Larut dengan obrolan yang unfaedah, tahu-tahu jam istirahat selesai. Kami sama-sama melangkah menuju kantor.
"Kamu nggak jemput Lala, nanti Bi?" Tanya Riska di tengah-tengah langkah kami.
"Enggak, ayahnya yang mau jemput"
Hanya Riska satu-satunya rekan kerja yang tahu masalah rumah tanggaku. Baik dari sifat dinginnya mas Bima, putrinya mas Bima yang nggak mau ku tinggal, juga tentangku yang masih vir*gin padahal sudah menikah selama dua tahun.
****
Jam kerja sudah mendekati pulang kantor. Tepat ketika aku sedang merapikan beberapa dokuman, ponsel di atas mejaku berkedip. Ada sebuah notif pesan masuk dari nomor mas Bima.

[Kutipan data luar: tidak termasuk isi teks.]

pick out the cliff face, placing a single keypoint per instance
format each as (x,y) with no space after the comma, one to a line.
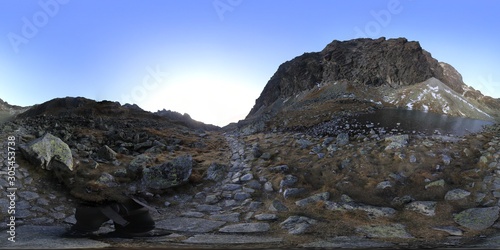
(394,63)
(369,70)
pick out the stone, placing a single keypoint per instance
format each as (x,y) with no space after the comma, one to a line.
(277,206)
(293,192)
(342,139)
(208,208)
(48,237)
(313,199)
(45,150)
(288,181)
(266,217)
(424,207)
(396,141)
(239,196)
(456,194)
(231,187)
(28,195)
(477,218)
(106,153)
(279,169)
(297,224)
(169,174)
(385,231)
(191,225)
(268,186)
(139,163)
(216,172)
(257,227)
(450,230)
(438,183)
(232,217)
(383,185)
(222,239)
(246,177)
(348,242)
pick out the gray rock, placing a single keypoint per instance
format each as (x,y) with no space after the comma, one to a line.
(277,206)
(396,141)
(385,231)
(231,187)
(169,174)
(216,172)
(268,186)
(211,199)
(266,217)
(313,199)
(47,237)
(342,139)
(303,143)
(477,218)
(279,169)
(246,177)
(456,194)
(208,208)
(46,150)
(239,196)
(191,225)
(222,239)
(424,207)
(139,163)
(376,212)
(297,224)
(293,192)
(257,227)
(384,185)
(450,230)
(106,153)
(232,217)
(28,195)
(349,242)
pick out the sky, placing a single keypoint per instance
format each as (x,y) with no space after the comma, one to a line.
(212,58)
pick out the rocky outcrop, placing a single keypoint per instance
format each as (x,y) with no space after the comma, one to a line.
(46,151)
(394,62)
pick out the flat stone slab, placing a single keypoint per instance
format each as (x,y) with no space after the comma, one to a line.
(246,228)
(192,225)
(46,237)
(231,239)
(348,242)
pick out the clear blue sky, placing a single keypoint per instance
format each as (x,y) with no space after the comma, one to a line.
(212,58)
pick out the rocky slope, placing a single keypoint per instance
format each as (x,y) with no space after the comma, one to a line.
(8,111)
(368,74)
(303,170)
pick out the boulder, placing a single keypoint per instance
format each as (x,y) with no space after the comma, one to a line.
(46,151)
(477,218)
(169,174)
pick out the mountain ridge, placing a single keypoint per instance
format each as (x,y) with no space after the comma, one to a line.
(367,70)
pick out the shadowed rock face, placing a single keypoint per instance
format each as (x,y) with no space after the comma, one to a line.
(394,63)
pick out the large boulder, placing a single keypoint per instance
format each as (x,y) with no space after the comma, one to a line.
(477,218)
(169,174)
(48,152)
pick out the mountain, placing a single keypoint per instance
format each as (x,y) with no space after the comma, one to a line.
(79,106)
(8,111)
(360,75)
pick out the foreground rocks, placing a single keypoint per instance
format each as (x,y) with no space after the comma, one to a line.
(297,190)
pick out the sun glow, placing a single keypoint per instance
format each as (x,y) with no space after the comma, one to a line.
(205,98)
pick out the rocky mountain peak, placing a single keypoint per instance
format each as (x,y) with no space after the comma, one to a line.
(370,62)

Ponselku yang memang selalu dalam mode senyap, kadang tak menyadari kalau ada telfon, sementara kali ini beberapa kali mas Bima memanggil.

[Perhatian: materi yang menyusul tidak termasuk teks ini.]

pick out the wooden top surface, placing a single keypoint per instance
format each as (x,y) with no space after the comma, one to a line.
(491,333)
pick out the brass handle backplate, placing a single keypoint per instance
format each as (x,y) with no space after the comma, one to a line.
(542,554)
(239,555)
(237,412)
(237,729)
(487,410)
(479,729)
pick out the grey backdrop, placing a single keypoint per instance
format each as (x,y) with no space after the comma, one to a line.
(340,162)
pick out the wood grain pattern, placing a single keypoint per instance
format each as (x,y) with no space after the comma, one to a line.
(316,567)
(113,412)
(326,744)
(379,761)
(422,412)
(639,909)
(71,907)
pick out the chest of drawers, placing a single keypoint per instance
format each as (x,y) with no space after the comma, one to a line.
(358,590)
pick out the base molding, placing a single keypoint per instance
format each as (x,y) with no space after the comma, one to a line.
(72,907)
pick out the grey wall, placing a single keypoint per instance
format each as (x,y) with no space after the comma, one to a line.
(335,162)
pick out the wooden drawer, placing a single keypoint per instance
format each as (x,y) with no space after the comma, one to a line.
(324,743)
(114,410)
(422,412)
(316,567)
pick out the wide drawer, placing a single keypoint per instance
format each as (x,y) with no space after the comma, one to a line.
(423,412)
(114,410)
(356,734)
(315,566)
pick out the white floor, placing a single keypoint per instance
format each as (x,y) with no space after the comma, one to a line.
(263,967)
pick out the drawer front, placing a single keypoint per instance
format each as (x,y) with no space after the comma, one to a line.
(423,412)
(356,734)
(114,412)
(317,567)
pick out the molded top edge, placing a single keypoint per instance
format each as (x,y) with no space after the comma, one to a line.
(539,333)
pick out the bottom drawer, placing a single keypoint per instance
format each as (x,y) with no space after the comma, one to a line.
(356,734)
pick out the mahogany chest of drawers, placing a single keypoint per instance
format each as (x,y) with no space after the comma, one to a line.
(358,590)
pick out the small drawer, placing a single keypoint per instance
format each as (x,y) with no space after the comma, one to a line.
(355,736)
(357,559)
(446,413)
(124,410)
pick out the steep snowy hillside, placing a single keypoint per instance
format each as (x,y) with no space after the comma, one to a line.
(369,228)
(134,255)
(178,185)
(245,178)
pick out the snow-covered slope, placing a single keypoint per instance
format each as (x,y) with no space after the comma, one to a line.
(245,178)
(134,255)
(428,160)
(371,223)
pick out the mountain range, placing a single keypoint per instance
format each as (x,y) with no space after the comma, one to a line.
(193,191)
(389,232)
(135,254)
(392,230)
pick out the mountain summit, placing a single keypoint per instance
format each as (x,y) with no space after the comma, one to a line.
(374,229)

Tiga panggilan tak terjawab dan satu chat darinya.
Detik itu juga aku langsung membuka pesan dari ayahnya Lala.
Mas Bima : "Nanti jemput Thalia, Bi! Aku ada janji sama teman, nggak bisa jemput dia. Sorenya papi mami mau datang ke rumah buat makan malam"

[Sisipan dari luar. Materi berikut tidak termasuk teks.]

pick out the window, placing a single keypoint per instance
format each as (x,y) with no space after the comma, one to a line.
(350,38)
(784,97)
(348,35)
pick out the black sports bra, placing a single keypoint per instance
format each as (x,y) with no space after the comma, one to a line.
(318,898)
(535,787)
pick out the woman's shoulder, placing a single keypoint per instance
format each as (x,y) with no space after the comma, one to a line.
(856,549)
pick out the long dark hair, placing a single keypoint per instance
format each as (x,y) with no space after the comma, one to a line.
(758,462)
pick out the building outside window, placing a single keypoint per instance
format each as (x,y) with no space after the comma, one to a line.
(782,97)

Setelah membaca pesannya, reflek sepasang mataku melirik jam, sementara tanganku bergerak membalas pesan mas Bima, mengiyakan perintahnya.
Hari Jum'at aku pulang pukul dua. Karena mami akan makan malam di rumah, aku masih ada waktu sekitar satu jam lebih untuk belanja sebelum jemput Lala.
Bergegas keluar kantor, aku lajukan mobilku menuju supermarket yang lokasinya tak jauh dari tempat kerjaku.
Semua bahan yang akan ku masak sudah berada di keranjang belanja. Ku arahkan trolly ke kasir.
Saat tengah mengantri pembayaran, sepasang penglihatanku memanas begitu menangkap sosok yang selalu membuatku berdebar, sedang duduk bersebrangan di cafe sebelah supermarket dengan seorang wanita. Cafe yang hanya di batasi dengan tembok kaca, sehingga bisa dengan jelas tertangkap oleh mata, baik aktifitas pegawai maupun pengunjung cafe.
Dia cantik, sepertinya usianya seumuran dengan mas Bima.
Sejak kapan, mas? bahkan kamu rela nggak jemput Lala demi temannya? apa mas mulai mengabaikan putri mas satu-satunya?